Ashley Smith 'hopeless' weeks before death, inquest told
Head of female prisoner advocacy group, Kim Pate, testifies at inquest into inmate's death
The head of a group that advocates for female prisoners testified Tuesday that teen prisoner Ashley Smith looked “hopeless and dejected” in the weeks before taking her own life.
Smith, 19, choked to death on Oct. 19, 2007, after tying a piece of cloth around her neck while prison guards stood outside her cell and watched at Grand Valley Institution for Women in Kitchener, Ont. The guards say they had been ordered not to intervene.
Kim Pate, the executive director of the Canadian Association of Elizabeth Fry Societies, took the stand Tuesday at the coroner’s inquest into Smith’s death.
She said the first time she met Smith was May 31, 2007. She said Smith's condition deteriorated when she saw her again on Sept. 24 — describing the teen as “hopeless and dejected.”
Pate testified Smith encountered several problems — from too many transfers to problems with paperwork and too much time in segregation.

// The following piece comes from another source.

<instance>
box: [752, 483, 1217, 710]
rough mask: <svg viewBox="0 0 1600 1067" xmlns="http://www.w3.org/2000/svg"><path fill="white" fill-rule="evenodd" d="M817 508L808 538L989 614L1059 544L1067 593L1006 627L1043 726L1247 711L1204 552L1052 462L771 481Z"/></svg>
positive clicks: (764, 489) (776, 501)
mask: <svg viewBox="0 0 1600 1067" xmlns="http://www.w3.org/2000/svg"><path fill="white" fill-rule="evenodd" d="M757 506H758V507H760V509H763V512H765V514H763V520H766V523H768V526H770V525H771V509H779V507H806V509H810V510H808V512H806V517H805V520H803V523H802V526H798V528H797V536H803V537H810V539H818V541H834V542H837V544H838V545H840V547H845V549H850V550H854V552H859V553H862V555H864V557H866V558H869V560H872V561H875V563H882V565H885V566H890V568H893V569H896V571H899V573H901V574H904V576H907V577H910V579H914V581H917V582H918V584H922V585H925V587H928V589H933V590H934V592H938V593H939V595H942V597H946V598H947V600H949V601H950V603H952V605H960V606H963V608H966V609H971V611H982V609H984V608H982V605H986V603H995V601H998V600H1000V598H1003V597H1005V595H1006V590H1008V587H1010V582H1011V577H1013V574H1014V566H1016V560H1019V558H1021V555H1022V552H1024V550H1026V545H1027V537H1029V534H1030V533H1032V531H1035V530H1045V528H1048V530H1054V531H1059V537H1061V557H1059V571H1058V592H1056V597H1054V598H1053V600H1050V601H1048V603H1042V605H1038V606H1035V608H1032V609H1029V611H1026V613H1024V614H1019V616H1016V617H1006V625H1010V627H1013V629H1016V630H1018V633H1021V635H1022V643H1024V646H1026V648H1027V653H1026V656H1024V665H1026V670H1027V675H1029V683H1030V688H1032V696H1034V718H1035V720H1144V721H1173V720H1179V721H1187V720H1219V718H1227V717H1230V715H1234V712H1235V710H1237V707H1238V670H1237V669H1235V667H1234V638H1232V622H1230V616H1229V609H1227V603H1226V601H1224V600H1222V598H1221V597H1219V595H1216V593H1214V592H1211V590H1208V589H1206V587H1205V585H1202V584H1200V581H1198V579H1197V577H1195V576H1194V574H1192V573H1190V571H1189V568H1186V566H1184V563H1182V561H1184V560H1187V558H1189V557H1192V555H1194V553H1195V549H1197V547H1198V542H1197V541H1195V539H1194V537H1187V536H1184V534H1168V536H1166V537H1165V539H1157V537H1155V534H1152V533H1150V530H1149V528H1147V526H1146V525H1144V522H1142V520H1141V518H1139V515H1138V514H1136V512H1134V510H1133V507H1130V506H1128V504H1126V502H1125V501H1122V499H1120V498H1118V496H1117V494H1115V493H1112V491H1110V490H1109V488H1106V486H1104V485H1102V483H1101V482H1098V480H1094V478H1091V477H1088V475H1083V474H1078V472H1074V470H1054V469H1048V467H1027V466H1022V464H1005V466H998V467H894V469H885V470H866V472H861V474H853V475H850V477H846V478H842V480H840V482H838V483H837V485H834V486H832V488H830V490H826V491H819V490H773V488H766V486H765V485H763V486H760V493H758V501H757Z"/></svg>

Smith was transferred from institution to institution all across Canada. Through 2007, during her time in federal custody, she was transferred 17 times among eight institutions in four provinces.
Pate said some inmates with mental health issues often get stuck in the cycle of punishment.
“We see far too many individuals who are sometimes some of the most marginalized ending up in this situation,” the court heard on Tuesday.
“And once you're in the situation it's very difficult to re-characterize that behaviour other than as bad behaviour deserving of punishment," she said. "That's not because there are evil people working in those systems — that's the way the systems are designed."
Pate said she raised concerns after her final visit with Smith. She testified that Smith had no mattress or blanket and only had a security gown in her cell. She said she wanted to take Smith to the hospital for treatment.
She said she helped Smith file a grievance, since she wasn’t allowed paper or pen in her cell, but it wasn’t read until after her death.
The court heard that, after Smith’s death, Pate received a phone call from a woman in the segregation unit at Grand Valley telling her that Smith had died. Pate was supposed to give human rights training at the institution the week that Smith died.
Early intervention key
Pate said early intervention in cases like Smith's is crucial. She told the court she would also like to see some independent oversight of prisoners kept in segregation.
The inquest into Smith’s death has heard from numerous witnesses over the months that Cindy Berry — the acting warden of Grand Valley Institution for Women at the time of the incident — had issued an order for guards not to intervene unless Smith had stopped breathing.
When Berry took the stand earlier this month, she repeatedly denied ever giving such an order.
The inquest, under Dr. John Carlisle, has heard from more than 50 witnesses since beginning in January. It resumed in September after a 10-week summer recess.
Prior to the beginning of the inquest, Smith's family fought for years to gain access to videos and documents related to her treatment in federal custody.